10 Jul 2007
With Wimbledon just having concluded, and Federer capturing another grand slam title (there are four tournaments that make up the tennis grand slam: Australian Open, French Open, Wimbledon, and US Open), it's interesting to read all about Rafael Nadal's "coming of age". Nadal is Federer's main competition in the tennis world, and he was runner-up to Federer again this year at Wimbledon. Except this time the match went the maximum five sets, indicating that Nadal is getting better on the grass surface there. (Another note: tennis is played on different surfaces, with different players usually playing better on their favorite. Nadal dominates on the clay surface of the French Open. Federer also does well on clay but dominates the grass of Wimbledon and the hard court surfaces of the Australian and US Opens.)
The praises heaped on Nadal as he seems to approach Federer's greatness always reference Nadal's 8-5 advantage in head-to-head matches (which excludes the weird half-clay half-grass battle of surfaces which Nadal won, and doubles matches). What those praises fail to indicate is how many of those eight wins came on clay. It's six. Stop playing on clay so much and the head-to-head record starts looking a little more equitable. Duh. Nadal's record against Federer is 6-1 on clay but just 2-4 on other surfaces.

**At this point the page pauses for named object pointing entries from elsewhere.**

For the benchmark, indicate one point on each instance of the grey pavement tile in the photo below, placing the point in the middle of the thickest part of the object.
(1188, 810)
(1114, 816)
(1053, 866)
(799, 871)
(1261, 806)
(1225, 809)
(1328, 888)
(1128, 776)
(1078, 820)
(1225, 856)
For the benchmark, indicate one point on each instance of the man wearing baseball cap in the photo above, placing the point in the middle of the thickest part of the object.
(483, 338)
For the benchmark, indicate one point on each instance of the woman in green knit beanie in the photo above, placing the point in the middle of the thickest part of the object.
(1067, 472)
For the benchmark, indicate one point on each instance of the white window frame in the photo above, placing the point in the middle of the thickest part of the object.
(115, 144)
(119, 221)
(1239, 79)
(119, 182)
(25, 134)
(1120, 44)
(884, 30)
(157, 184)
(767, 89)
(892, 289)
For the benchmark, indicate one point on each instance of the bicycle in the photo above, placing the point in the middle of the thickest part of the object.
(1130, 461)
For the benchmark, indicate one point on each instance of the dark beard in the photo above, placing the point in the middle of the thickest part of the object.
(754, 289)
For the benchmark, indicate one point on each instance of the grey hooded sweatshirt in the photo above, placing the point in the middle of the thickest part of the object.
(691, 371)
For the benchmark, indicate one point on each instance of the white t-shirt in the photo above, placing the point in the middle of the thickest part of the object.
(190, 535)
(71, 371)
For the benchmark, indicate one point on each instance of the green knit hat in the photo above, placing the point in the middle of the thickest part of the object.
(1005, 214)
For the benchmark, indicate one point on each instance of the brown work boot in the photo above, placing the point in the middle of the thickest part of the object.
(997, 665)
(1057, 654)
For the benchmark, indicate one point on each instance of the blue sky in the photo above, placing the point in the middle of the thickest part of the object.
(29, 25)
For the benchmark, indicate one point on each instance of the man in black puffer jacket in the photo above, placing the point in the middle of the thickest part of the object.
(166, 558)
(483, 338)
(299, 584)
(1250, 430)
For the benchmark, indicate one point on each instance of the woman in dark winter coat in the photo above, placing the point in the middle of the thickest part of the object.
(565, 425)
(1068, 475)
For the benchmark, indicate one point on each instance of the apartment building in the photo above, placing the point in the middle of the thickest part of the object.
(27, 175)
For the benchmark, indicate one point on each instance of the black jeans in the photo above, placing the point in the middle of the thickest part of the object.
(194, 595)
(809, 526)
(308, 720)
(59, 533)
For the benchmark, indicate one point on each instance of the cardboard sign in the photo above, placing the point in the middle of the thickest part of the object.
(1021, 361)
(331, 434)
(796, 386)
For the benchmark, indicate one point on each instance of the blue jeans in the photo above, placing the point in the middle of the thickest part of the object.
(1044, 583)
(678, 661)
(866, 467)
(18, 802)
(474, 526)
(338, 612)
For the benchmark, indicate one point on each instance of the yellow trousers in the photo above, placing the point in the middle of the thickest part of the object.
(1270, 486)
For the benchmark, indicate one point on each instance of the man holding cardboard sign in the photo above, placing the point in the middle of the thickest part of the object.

Other stuff I've read indicates Federer has "come of age" since he was finally tested in a grand slam final and came out on top. Guess what? This was Federer's first grand slam win where he needed five sets. His first 10 grand slam wins came in less than five sets. He dominates when he plays. But Nadal has frequently needed five sets just to get by weaker opponents in earlier rounds. People have started to think that just because Nadal reached this Wimbledon final that he's really improved his grass game. He may have improved some, but my guess is that he'll still be wildly inconsistent at times, leading to finals where Federer rolls over some other opponent. Federer has been a rock of consistency and has been improving his game on clay, too, ending Nadal's record 81-match winning streak on that surface earlier this year.
I think Nadal's domination of the game can only occur when Federer's age starts to limit his ability. Give it a couple of years, since Federer will turn just 26 in August and Nadal is still only 21.